Les conférences diaboliques d'Arthur Christopher Benson

Dagon Press a récemment publié en italien - avec le titre "La fenêtre fermée" (traduction de Bernardo Cicchetti) - les contes surnaturels d'Arthur Christopher Benson, avec Montague Rhodes James l'un des "écrivains fantômes" les plus importants Anglais du début du XXe siècle, ainsi que des suggestions et des thèmes comparables à des écrivains à peu près contemporains de lui et également "ésotériques" tels qu'Arthur Machen, HP Lovecraft et Algernon Blackwood.

di Marco Maculotti

Il fut un temps où le 'histoires de fantômes' ils ont été pris beaucoup plus au sérieux qu'ils ne le sont maintenant et qu'ils ne l'ont jamais été au moins au cours du siècle dernier. C'était une autre époque où les classes sociales intellectuellement et économiquement dominantes s'exprimaient à travers un canon littéraire totalement différent de l'actuel, qui répondait à un canon culturel hétérogène dans ses composantes, qui incorporait la vision anglicane et protestante du monde et de sin., ainsi que les suggestions surnaturelles véhiculées dans les études classiques, principalement médiévales. A la fin du XIXème siècle, en pleine époque victorienne puis édouardienne, avec une poignée d'histoires courtes lues lors d'une fête de Noël universitaire, le plus grand écrivain anglais de histoires de fantômes, Montague Rhodes James, a complètement révolutionné le genre, laissant derrière lui un siècle de roman gothique plus ou moins faux et plus psychique que de véritables histoires de fantômes.

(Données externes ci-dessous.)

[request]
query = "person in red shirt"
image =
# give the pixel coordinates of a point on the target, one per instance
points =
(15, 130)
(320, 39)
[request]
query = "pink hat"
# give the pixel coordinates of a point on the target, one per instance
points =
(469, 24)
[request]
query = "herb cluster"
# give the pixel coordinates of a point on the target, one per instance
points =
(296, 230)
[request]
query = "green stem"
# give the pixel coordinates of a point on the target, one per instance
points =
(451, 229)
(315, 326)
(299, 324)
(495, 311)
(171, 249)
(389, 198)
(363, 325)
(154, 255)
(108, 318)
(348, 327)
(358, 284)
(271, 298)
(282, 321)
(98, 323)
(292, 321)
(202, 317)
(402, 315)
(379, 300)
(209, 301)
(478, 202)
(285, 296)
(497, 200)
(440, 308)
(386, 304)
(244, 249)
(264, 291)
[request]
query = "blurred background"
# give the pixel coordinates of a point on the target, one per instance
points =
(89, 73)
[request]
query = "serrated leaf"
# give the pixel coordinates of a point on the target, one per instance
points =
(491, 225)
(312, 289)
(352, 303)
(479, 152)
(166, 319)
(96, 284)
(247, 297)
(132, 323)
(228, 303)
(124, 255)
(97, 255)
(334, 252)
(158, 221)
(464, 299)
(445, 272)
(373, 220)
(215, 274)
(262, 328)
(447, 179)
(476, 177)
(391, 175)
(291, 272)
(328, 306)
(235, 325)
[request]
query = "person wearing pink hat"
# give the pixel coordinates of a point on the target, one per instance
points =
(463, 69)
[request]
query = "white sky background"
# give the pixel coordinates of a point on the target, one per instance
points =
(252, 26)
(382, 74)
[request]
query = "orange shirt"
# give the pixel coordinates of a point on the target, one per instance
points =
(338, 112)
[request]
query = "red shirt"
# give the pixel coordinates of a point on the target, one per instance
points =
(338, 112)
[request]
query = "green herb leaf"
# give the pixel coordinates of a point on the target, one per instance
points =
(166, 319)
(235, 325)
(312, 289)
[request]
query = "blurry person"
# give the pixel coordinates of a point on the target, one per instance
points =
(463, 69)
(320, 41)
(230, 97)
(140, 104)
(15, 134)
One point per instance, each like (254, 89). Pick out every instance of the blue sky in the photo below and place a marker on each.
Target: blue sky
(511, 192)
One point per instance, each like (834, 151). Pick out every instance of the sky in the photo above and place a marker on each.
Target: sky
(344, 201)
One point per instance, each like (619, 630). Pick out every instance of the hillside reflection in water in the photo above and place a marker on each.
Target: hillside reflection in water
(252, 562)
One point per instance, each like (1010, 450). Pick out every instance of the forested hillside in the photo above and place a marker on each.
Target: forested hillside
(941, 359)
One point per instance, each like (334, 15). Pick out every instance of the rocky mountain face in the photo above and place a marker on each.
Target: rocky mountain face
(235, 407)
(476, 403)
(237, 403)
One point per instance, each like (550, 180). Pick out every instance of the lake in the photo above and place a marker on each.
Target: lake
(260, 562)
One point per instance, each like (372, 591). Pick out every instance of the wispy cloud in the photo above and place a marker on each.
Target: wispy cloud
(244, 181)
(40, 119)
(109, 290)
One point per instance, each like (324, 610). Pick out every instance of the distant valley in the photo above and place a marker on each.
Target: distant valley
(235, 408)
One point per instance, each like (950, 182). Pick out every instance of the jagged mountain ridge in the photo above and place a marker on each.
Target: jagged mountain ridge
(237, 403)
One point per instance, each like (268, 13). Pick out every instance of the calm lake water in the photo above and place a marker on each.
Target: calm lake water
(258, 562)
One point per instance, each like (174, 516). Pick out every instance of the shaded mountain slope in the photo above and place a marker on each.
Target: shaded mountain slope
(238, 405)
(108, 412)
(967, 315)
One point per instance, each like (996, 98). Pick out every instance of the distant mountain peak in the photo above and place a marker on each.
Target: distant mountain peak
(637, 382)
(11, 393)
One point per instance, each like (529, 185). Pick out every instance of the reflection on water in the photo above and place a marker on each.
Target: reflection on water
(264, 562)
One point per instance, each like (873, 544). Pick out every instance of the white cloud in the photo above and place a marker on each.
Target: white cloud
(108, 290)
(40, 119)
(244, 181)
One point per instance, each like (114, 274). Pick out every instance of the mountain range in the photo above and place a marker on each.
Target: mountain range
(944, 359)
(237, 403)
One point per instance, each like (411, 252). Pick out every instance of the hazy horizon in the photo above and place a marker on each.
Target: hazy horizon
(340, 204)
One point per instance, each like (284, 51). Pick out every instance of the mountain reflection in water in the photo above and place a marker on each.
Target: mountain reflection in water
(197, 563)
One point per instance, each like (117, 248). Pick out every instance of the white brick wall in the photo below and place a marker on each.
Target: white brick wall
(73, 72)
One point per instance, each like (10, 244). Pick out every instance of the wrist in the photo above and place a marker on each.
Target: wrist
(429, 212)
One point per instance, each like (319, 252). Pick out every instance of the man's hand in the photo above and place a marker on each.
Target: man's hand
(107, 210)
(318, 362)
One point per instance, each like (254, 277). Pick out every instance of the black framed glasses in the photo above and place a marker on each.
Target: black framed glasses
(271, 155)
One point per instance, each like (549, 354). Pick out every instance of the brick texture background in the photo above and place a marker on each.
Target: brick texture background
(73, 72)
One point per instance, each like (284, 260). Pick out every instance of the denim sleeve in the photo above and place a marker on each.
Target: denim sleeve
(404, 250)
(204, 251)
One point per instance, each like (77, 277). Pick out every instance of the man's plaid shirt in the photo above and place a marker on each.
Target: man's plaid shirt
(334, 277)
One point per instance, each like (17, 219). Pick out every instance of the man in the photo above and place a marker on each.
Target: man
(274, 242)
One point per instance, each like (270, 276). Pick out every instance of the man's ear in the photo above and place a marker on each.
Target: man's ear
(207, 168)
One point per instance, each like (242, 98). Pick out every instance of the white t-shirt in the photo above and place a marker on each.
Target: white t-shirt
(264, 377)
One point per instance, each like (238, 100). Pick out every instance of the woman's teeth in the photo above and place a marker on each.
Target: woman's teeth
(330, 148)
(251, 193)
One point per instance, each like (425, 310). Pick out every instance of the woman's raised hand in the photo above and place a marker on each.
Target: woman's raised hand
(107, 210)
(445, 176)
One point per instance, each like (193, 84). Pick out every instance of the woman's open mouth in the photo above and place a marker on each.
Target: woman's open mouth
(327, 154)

Médiéviste prodigieux et expert en miniatures, ainsi que plus tard recteur du King's College de Cambridge, MRJ a anticipé HP Lovecraft en véhiculant dans ses fantômes bien plus que les simples âmes non résolues des désincarnés - une perspective qui, de l'autre côté de l'Atlantique, a vu exceller. Ambrose Bierce -, les révélant à la place épiphanies d'anciens démons, survivances astrales de magiciens noirs, esprits damnés d'intelligences perverses qui maintenant ne peut être défini que partiellement comme humain. Les «fantômes» de MRJ présentent presque toujours une physique anormale, des caractéristiques hideusement liquéfiées comme dans les films sang par Lucio Fulci; il n'est pas rare que cette physicalité «déviée» soit configurée comme un espion pour un régression vers le chaos ce qui a conduit, comme dans Grand Dieu Pan et La lumière la plus intime di Arthur Machen, de la forme humaine aux atavismes oubliés, qui dans les récits de MRJ prennent désormais des caractéristiques typiques des arachnides (Le frêne), heure des batraciens (La maison des poupées hantée), voire précurseurs des cauchemars tentaculaires de la mémoire lovecraftienne (Le trésor de l'abbé Thomas).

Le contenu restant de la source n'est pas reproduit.